My landlord fines me $20 per 'sorting error,' which is a bit much for a yogurt lid.

The Plaintiff
Their Landlord
VS
CONTESTEDVERDICT · 45H 17M
PLAINTIFF — OPENING STATEMENT

My lease mentions bins. It does not mention a tribunal. Over the past two months my landlord has slid four laminated notices under my door, each assessing a $20 charge for what he calls a sorting error. Incidents include: a yogurt lid in general waste, a pizza box he deemed too greasy for recycling, a jar with the label still on, and a plastic bag that was, admittedly, mine. That is $80 in fines. He photographs the bins on collection mornings and cross-references them against the unit. He knows it was me because I am, by his own admission, unit-specific. It is mildly inconvenient to be surveilled over a lid. I would like the $80 back, and possibly an afternoon that isn't about waste streams.

Filed JULY 7, 2026 · 08:29
DEFENDANT — DEFENSE

Let the record reflect that the building operates one shared general bin, one recycling bin, and one organics bin, all serviced Tuesday and Friday. Contamination is not a personal opinion; it is a civic failure. When a greasy pizza box enters the recycling stream, the entire bin can be rejected at collection, and the whole building absorbs an overflow charge. The tenant in question was warned verbally in the hallway on two occasions before any notice was issued. The lid, the labeled jar, and the bag are documented with dated photographs. The $20 assessments are not fines for profit; they are a deterrent, clearly posted on the laminated card by the chute since move-in. I sort my own waste to the millimeter. I ask only that every resident meet the same standard the schedule requires of us all.

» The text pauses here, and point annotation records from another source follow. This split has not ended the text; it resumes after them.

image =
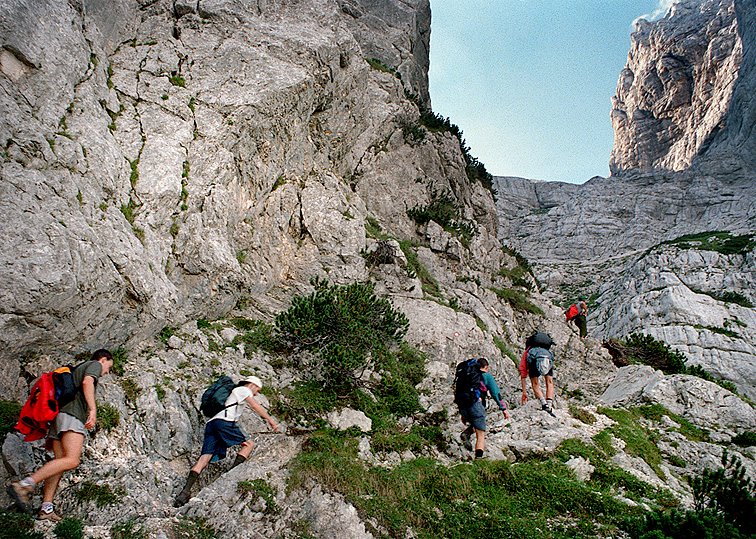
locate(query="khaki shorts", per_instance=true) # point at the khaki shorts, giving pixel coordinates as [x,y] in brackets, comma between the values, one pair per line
[64,422]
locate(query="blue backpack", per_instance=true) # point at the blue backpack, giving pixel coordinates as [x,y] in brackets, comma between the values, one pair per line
[467,382]
[214,397]
[542,358]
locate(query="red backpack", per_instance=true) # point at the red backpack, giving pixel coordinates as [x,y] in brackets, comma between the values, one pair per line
[51,391]
[572,312]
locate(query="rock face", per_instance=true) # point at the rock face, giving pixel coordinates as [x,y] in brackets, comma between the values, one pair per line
[167,161]
[675,94]
[683,163]
[161,158]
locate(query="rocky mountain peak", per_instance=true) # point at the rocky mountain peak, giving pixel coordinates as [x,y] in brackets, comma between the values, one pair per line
[682,92]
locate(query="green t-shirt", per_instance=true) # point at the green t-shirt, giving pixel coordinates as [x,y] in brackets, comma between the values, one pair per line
[78,407]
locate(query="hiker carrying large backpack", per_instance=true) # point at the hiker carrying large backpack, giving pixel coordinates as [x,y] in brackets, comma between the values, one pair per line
[67,428]
[222,404]
[538,360]
[577,313]
[472,382]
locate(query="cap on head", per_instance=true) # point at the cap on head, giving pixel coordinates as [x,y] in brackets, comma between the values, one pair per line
[252,380]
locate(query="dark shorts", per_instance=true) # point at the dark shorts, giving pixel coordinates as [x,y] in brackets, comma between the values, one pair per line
[475,415]
[533,371]
[220,435]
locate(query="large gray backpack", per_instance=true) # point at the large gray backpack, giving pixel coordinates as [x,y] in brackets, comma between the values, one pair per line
[543,359]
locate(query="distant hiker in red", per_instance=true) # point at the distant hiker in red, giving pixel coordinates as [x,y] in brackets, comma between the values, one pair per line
[578,313]
[65,437]
[536,361]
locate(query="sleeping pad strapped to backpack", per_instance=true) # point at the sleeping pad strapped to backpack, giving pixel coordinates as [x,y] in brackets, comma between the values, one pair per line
[49,393]
[467,382]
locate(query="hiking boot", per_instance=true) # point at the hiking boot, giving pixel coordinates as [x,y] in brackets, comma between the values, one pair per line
[546,408]
[52,516]
[465,438]
[182,498]
[20,495]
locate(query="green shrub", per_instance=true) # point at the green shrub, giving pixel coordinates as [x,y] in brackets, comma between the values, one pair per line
[260,487]
[724,508]
[128,530]
[719,241]
[165,334]
[745,439]
[18,526]
[659,355]
[102,495]
[108,416]
[193,528]
[342,324]
[444,210]
[131,389]
[728,491]
[69,528]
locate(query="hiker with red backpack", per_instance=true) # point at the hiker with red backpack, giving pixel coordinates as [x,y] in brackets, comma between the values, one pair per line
[577,313]
[222,402]
[65,437]
[472,382]
[537,361]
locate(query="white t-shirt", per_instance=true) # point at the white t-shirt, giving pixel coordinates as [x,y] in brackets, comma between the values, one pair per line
[235,402]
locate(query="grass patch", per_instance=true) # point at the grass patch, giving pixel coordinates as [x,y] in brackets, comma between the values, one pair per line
[639,441]
[18,526]
[101,495]
[194,528]
[69,528]
[108,416]
[480,499]
[582,415]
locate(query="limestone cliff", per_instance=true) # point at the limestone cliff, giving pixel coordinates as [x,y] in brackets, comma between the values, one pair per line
[683,89]
[169,165]
[683,163]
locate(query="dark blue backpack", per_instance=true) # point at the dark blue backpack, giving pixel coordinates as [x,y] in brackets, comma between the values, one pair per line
[467,382]
[214,397]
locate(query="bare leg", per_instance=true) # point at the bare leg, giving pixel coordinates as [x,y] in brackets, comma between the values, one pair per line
[67,452]
[537,389]
[480,440]
[201,463]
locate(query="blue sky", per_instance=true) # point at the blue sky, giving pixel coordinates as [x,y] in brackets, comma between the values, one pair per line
[530,82]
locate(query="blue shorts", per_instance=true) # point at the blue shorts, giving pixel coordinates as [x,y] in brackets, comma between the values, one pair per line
[474,415]
[220,435]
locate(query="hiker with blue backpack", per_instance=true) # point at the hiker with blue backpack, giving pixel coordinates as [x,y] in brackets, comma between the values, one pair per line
[537,361]
[222,402]
[472,383]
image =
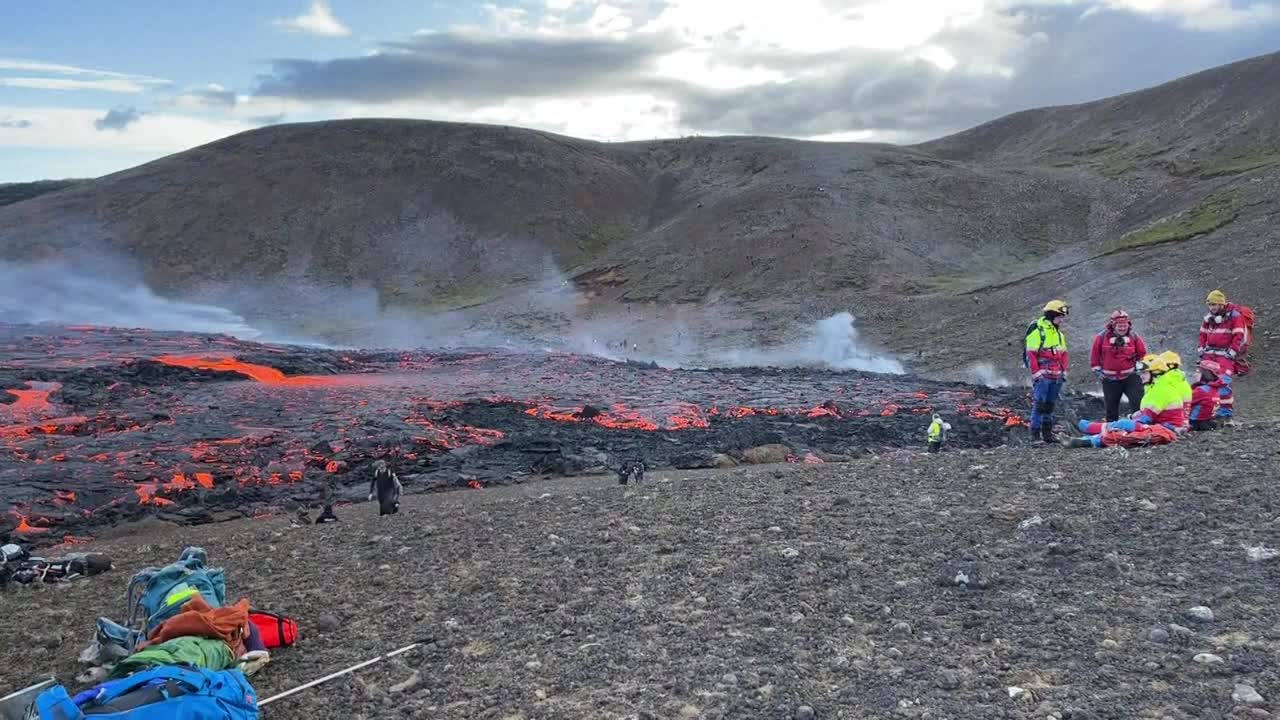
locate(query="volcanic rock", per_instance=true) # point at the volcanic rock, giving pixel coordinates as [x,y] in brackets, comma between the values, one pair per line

Filed JULY 7, 2026 · 16:29
THE PLAINTIFF DEMANDS

Refund the $80, retire the laminated notices, and accept that a lid is not a felony.

Jury deliberation

  • JUROR #3 · 1D AGO

    Four notices at $20 each is $80. The lease 'mentions bins' but establishes no fine schedule, so this is $80 in charges with no contractual basis, only a laminated card. One of the four (the bag) is conceded by the plaintiff, so call it $60 in genuinely disputed fines. Even granting the greasy pizza box, that's still $40 he owes back at minimum. Refund the $60, keep the argument on the box.

  • JUROR #75 · 1D AGO

    Who fines a neighbor $20 for a LABEL that's still on a jar? Who takes dated photos of the recycling bin on collection morning? Am I insane? He 'warned verbally in the hallway' twice first, so this was premeditated? And we're supposed to believe a shared bin justifies a per-lid tribunal? The buzzer's probably broken but the bin surveillance is flawless?

  • JUROR #30 · 23H AGO

    In their OWN words: 'Contamination is not a personal opinion; it is a civic failure.' Quote. Over a yogurt lid. He also admits the assessments are 'a deterrent' and that he issued them off 'dated photographs' of the bins. A landlord photographing trash and cross-referencing it to your unit convicts himself. This is a case built entirely from the laminated card by the chute.

  • JUROR #126 · 9H AGO

    Sounds like a typical greedy landlord finding creative ways to steal money. Where does that money go? Straight into their pockets. Stop pretending you care about the environment, you only care about making money.

  • JUROR #127 · 4H AGO

    Siding with the plaintiff here. A recycling company is not going to reject a bin because it has a single item out of place. They'll remove it during sorting. This is a money grab.